The hardest part of this process is accepting uncertainty. This takes practice.

A threat can be simultaneously real but not a significant factor around which you structure your daily life. To put that negatively, just because there are threats to our physical and psychological safety connected to the practice of law does not mean that those threats are something that needs to occupy your thinking most of the time.

Social media tends to heighten our awareness and concern about real but relatively remote risks. Within the logic of social media, that makes sense. Something scary or outrageous tends to generate more attention and engagement. Try posting something about how low the chances of a serious traumatic event are and see how much interaction you get from that post. My guess is, very little. None of that is to minimize the significance that these rare events have on people when they do happen. However, it is important for your well-being to understand that risk is not an all-or-nothing proposition.
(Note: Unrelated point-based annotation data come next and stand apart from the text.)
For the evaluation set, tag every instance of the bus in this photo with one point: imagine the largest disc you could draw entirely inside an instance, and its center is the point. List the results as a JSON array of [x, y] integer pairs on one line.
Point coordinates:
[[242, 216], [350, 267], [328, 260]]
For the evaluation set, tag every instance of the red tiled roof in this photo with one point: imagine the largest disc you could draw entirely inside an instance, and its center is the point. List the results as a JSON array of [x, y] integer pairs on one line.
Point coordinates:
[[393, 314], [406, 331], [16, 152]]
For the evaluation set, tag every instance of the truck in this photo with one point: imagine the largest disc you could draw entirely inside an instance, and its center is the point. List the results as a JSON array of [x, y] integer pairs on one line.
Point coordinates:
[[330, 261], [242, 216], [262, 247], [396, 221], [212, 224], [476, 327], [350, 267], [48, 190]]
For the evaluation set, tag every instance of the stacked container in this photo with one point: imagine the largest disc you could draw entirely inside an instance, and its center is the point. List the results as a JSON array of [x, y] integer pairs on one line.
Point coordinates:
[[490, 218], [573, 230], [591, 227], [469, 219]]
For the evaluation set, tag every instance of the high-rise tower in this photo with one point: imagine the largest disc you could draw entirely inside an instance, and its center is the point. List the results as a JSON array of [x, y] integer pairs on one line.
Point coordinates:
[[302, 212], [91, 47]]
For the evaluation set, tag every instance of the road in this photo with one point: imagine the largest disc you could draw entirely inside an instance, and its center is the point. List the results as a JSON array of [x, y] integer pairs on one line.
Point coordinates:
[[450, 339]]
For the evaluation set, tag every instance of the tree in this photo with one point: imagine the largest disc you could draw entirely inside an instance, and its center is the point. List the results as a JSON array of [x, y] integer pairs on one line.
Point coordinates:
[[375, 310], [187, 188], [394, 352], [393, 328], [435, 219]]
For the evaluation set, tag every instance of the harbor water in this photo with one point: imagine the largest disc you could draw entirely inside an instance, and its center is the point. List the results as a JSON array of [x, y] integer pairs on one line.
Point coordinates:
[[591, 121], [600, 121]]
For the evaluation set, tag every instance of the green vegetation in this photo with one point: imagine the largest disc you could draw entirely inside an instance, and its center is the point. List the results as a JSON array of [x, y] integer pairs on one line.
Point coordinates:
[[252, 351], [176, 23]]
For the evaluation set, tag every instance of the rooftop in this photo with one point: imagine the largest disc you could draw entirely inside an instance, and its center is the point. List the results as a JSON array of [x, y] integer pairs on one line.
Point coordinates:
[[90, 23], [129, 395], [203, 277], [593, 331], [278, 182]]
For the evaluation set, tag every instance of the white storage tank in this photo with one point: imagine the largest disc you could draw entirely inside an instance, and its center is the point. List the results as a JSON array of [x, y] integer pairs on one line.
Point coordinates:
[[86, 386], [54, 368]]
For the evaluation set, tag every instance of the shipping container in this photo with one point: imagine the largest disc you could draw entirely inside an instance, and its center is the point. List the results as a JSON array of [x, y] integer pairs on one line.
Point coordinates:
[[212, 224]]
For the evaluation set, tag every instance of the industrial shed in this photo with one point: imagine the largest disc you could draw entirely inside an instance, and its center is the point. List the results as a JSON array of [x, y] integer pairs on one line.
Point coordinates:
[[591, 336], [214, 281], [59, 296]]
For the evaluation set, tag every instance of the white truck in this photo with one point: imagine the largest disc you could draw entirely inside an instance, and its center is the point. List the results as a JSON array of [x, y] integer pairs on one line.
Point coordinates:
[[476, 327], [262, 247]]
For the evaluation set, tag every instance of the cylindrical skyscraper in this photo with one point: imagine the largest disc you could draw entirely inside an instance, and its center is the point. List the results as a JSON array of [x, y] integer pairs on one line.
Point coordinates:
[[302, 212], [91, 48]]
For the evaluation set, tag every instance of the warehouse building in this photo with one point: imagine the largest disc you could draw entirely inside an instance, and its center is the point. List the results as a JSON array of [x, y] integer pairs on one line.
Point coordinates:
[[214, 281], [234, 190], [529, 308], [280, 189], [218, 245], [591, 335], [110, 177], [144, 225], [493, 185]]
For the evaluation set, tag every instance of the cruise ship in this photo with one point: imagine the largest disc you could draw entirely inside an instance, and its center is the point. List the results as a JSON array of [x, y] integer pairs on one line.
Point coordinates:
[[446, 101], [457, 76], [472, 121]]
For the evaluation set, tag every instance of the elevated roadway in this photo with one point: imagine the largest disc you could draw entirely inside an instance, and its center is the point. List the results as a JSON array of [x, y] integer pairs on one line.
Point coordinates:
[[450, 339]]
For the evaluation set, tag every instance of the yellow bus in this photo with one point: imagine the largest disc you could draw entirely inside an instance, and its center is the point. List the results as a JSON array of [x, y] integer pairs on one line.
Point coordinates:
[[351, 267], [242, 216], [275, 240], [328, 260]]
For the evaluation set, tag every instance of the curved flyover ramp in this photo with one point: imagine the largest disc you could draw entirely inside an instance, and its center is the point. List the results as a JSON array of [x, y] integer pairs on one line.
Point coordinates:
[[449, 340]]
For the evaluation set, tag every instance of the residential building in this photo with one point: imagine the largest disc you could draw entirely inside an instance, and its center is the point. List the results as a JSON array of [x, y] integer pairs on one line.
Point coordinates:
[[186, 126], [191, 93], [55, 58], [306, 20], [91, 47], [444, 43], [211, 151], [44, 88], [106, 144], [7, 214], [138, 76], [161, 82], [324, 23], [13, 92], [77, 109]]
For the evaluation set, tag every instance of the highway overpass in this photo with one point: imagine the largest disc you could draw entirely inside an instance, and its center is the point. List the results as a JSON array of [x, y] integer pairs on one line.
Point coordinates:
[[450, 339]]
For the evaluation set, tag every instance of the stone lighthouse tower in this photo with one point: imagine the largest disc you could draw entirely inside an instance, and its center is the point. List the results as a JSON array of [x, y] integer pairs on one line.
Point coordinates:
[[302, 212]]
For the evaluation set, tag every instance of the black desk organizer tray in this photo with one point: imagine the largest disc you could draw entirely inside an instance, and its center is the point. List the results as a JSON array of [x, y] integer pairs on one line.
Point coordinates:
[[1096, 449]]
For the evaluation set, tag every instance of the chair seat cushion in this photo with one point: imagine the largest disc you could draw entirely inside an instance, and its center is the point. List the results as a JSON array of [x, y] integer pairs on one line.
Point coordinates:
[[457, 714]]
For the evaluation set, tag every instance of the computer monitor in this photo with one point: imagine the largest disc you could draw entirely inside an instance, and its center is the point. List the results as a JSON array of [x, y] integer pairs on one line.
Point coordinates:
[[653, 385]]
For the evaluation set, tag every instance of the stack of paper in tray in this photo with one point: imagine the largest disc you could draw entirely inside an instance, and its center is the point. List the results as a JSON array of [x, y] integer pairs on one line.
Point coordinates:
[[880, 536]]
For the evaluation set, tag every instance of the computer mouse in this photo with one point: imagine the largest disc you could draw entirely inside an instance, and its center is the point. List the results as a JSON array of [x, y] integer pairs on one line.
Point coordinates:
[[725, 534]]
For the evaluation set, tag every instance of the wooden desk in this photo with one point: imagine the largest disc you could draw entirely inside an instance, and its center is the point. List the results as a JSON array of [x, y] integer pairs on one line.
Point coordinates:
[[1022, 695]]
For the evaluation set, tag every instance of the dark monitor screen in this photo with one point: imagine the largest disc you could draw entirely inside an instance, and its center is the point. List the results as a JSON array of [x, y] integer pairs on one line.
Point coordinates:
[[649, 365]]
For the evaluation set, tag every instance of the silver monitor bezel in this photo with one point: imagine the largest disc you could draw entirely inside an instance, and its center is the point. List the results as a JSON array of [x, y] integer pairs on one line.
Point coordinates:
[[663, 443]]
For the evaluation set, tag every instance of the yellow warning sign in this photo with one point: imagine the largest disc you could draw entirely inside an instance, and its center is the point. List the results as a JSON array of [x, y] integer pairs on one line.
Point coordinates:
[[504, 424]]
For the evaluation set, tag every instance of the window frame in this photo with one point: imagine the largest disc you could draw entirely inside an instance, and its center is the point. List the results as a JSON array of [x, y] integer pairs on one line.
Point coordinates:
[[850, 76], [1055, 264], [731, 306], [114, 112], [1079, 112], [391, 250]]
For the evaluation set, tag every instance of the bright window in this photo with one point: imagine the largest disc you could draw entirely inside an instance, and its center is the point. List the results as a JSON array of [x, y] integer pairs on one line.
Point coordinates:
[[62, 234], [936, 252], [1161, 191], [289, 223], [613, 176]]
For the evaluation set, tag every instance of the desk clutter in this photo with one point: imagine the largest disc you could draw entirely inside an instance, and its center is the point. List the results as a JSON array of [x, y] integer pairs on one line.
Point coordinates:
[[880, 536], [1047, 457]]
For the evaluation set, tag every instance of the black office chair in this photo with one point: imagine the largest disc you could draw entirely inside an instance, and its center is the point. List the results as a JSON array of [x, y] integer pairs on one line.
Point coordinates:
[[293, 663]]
Something can be a real risk and simultaneously be a remote risk.

Of course, that’s easier said than done. We humans are given to black-or-white, all-or-nothing thinking, and those of us with depression, anxiety or other psychological conditions can be even more prone to that kind of perception. How do we develop our capacity to see, and live with, the shades of grey in between “This is real” and “This is likely to happen to me.”?

It may help to curate your social media and online content consumption. I’m not saying you must quit reading news feeds or the like. Remember, though, that these sites are selling you something. In this case, they are using inflammatory messages about your personal safety in order to hold your attention, and while they’ve got your attention, they will show you the ads that make social media profitable. If you want to keep up with the news and can afford a subscription, consider paying for your news. Subscribing to an actual news site that charges you for access can allow you to keep up with current events but do so in an information environment that doesn’t rely as much on grabbing your attention with things that will leave you shaken.

Consider developing a mindfulness practice which will help you identify these dichotomous thoughts and manage the discomfort uncertainty brings you. There is an international group of lawyers who help one another do precisely what you are trying to do.  Your local lawyer assistance program probably also has one or more programs in your community to help, and they can also match you with a professional counsellor and often a peer support volunteer to assist with this too.

Remember that managing anxious thoughts isn’t something you do once, and it’s fixed. This kind of problem is something you will have to attend to again and again. To use an analogy, this is more like doing laundry than fixing a broken pipe in your bathroom:  It is something that has to be done over and over. Wash, rinse, repeat.